Peptide design is an efficient strategy to create relevant models of natural metal binding sites found in proteins. The two short tetrapeptides Ac-Cys-dPro-Pro-Cys-NH (CdPPC) and Ac-Cys-Pro-Gly-Cys-NH (CPGC) were synthesized and studied as mimics of Cu(I) binding sites involved in Cu homeostasis. Both sequences contain β turn inducing motifs to rigidify the peptide backbone structure and thereby preorganize the metal-binding side chains. The more constrained structure of the peptide CdPPC with respect to CPGC was evidenced by the measurements of the temperature coefficients of the amide protons by H NMR, which suggest a solvent-shielded intramolecular hydrogen bond in CdPPC, and no H-bond in CPGC. The Cu(I) complexes were studied by UV, circular dichroism (CD), and NMR spectroscopies as well as electrospray ionization mass spectrometry (ESI-MS) experiments in aqueous solution at physiological pH. The complexes formed with CPGC showed a complicated speciation with the possible formation of many polymetallic species. By contrast, the better preorganization in CdPPC leads to the formation of a unique CuL complex involving a CuS core. The formation of this specific cluster was confirmed by ESI-MS and by diffusion-ordered NMR spectroscopy in solution. The affinity of CdPPC for Cu(I) (β = 10 calculated for a CuL complex) is more than 1 order of magnitude larger than the affinity measured for the less constrained peptide CPGC. Besides, this stability constant value is very similar to those reported with proteins. Therefore, the Cu(I) complex formed with the simple tetrapeptide CdPPC in water at physiological pH represents a very good model of Cu(I)-thiolate clusters found in proteins. The extremely large selectivity (10) in favor of Cu(I) with respect to Zn(II), an abundant competitor in cells, makes it a promising candidate to be targeted to the liver cells for the localized treatment of Cu overload in Wilson's disease.
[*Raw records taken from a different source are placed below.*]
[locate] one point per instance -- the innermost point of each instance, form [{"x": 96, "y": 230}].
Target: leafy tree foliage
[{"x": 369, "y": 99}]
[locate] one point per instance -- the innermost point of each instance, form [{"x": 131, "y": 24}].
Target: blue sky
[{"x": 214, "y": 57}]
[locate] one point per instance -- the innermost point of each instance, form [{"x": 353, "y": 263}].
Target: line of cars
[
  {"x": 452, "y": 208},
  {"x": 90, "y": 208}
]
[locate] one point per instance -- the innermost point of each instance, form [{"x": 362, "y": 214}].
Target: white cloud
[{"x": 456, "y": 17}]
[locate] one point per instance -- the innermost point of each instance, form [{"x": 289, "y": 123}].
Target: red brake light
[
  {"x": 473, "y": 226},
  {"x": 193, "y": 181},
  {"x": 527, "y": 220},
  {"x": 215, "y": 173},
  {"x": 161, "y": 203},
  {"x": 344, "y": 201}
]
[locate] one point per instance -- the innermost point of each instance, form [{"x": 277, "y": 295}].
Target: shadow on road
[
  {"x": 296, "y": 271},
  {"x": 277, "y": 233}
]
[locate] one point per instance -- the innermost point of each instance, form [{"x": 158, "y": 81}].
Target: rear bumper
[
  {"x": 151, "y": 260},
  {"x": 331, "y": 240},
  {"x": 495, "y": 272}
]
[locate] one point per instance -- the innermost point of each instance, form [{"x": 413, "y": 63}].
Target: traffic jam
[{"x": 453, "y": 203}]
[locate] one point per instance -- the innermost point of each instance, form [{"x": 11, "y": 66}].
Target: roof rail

肽设计是一种有效的策略,可以创建天然金属结合位点的相关模型,这些天然金属结合位点存在于蛋白质中。合成了两个短的四肽 Ac-Cys-dPro-Pro-Cys-NH(CdPPC)和 Ac-Cys-Pro-Gly-Cys-NH(CPGC),并将其作为涉及铜稳态的 Cu(I)结合位点的模拟物进行了研究。这两个序列都包含β转角诱导基序,以刚性化肽主链结构,并预先组织金属结合侧链。通过 H NMR 测量酰胺质子的温度系数证明了肽 CdPPC 相对于 CPGC 的结构更为受限,这表明 CdPPC 中存在溶剂屏蔽的分子内氢键,而 CPGC 中不存在氢键。Cu(I)配合物在生理 pH 下的水溶液中通过 UV、圆二色性(CD)和 NMR 光谱以及电喷雾电离质谱(ESI-MS)实验进行了研究。与 CPGC 形成的配合物表现出复杂的形态,可能形成了许多多金属物种。相比之下,CdPPC 更好的预组织导致形成独特的 CuL 配合物,涉及 CuS 核。ESI-MS 和溶液中的扩散有序 NMR 光谱证实了这种特定簇的形成。CdPPC 与 Cu(I)的亲和力(β=10,计算得到一个 CuL 配合物)比与约束性较小的肽 CPGC 测量到的亲和力大 1 个数量级以上。此外,这个稳定常数的值与那些与蛋白质相关的报道非常相似。因此,在生理 pH 下的水中与简单的四肽 CdPPC 形成的 Cu(I)配合物代表了在蛋白质中发现的 Cu(I)-硫醇簇的非常好的模型。与 Zn(II)相比,对 Cu(I)的选择性(10)非常大,Zn(II)是细胞中丰富的竞争者,这使其成为针对威尔逊病中铜过载的肝细胞进行局部治疗的有前途的候选物。